Here is the beginning of its examples -- a one and twelve month lag:
R> data("UKDriverDeaths", package = "datasets")
R> uk <- log10(UKDriverDeaths)
R> dfm <- dynlm(uk ~ L(uk, 1) + L(uk, 12))
R> dfm
Time series regression with "ts" data:
Start = 1970(1), End = 1984(12)
Call:
dynlm(formula = uk ~ L(uk, 1) + L(uk, 12))
Coefficients:
(Intercept) L(uk, 1) L(uk, 12)
0.183 0.431 0.511
R>
Following Dirk's suggestion on dynlm, I couldn't quite figure out how to predict, but searching for that led me to dyn package via https://stats.stackexchange.com/questions/6758/1-step-ahead-predictions-with-dynlm-r-package
Then after several hours of experimentation I came up with the following function to handle the prediction. There were quite a few 'gotcha's on the way, eg you can't seem to rbind time series, and the result of predict is offset by start and a whole bunch of things like that, so I feel this answer adds significantly compared to just naming a package, though I have upvoted Dirk's answer.
So, a solution that works is:
use the dyn package
use the following method for prediction
predictDyn method:
# pass in training data, test data,
# it will step through one by one
# need to give dependent var name, so that it can make this into a timeseries
predictDyn <- function( model, train, test, dependentvarname ) {
Ntrain <- nrow(train)
Ntest <- nrow(test)
# can't rbind ts's apparently, so convert to numeric first
train[,dependentvarname] <- as.numeric(train[,dependentvarname])
test[,dependentvarname] <- as.numeric(test[,dependentvarname])
testtraindata <- rbind( train, test )
testtraindata[,dependentvarname] <- ts( as.numeric( testtraindata[,dependentvarname] ) )
for( i in 1:Ntest ) {
result <- predict(model,newdata=testtraindata,subset=1:(Ntrain+i-1))
testtraindata[Ntrain+i,dependentvarname] <- result[Ntrain + i + 1 - start(result)][1]
}
return( testtraindata[(Ntrain+1):(Ntrain + Ntest),] )
}
Example usage:
library("dyn")
# size of training and test data
N <- 6
predictN <- 10
# create training data, which we can get exact fit on, so we can check the results easily
traindata <- c(1,2)
for( i in 3:N ) { traindata[i] <- 0.5 + 1.3 * traindata[i-2] + 1.7 * traindata[i-1] }
train <- data.frame( y = ts( traindata ), foo = 1)

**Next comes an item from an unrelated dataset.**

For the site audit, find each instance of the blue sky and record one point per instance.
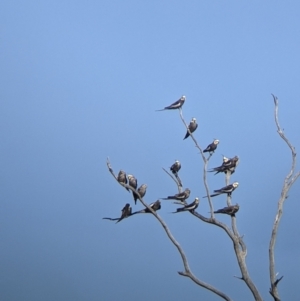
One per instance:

# create testing data, bunch of NAs
test <- data.frame( y = ts( rep(NA,predictN) ), foo = 1)
# fit a model
model <- dyn$lm( y ~ lag(y,-1) + lag(y,-2), train )
# look at the model, it's a perfect fit. Nice!
print(model)
test <- predictDyn( model, train, test, "y" )
print(test)
# nice plot
plot(test$y, type='l')
Output:
> model
Call:
lm(formula = dyn(y ~ lag(y, -1) + lag(y, -2)), data = train)
Coefficients:
(Intercept) lag(y, -1) lag(y, -2)
0.5 1.7 1.3
> test
y foo
7 143.2054 1
8 325.6810 1
9 740.3247 1
10 1682.4373 1
11 3823.0656 1
12 8686.8801 1
13 19738.1816 1
14 44848.3528 1
15 101902.3358 1
16 231537.3296 1
Edit: hmmm, this is super slow though. Even if I limit the data in the subset to a constant few rows of the dataset, it takes about 24 milliseconds per prediction, or, for my task, 0.024*7*24*8*20*10/60/60 = 1.792 hours :-O
Try the ARIMA function. The AR parameter is for auto-regressive, which means lagged y. xreg = allows you to add other X variables. You can get predictions with predict.ARIMA.
Here's a thought:
Why don't you create a new data frame? Fill a data frame with the regressors you need. You could have columns like L1, L2, ..., Lp for all lags of any variable you want and, then, you get to use your functions exactly like you would for a cross-section type of regression.
Because you will not have to operate on your data every time you call fitting and prediction functions, but will have transformed the data once, it will be considerably faster. I know that Eviews and Stata provide lagging operators. It is true that there is some convenience to it. But it also is inefficient if you do not need everything functions like 'lm' compute. If you have a few hundreds of thousands of iterations to perform and you just need the forecast, or the forecast and the value of information criteria like BIC or AIC, you can beat 'lm' in speed by avoiding to make computations that you will not use -- just write an OLS estimator in a function and you're good to go.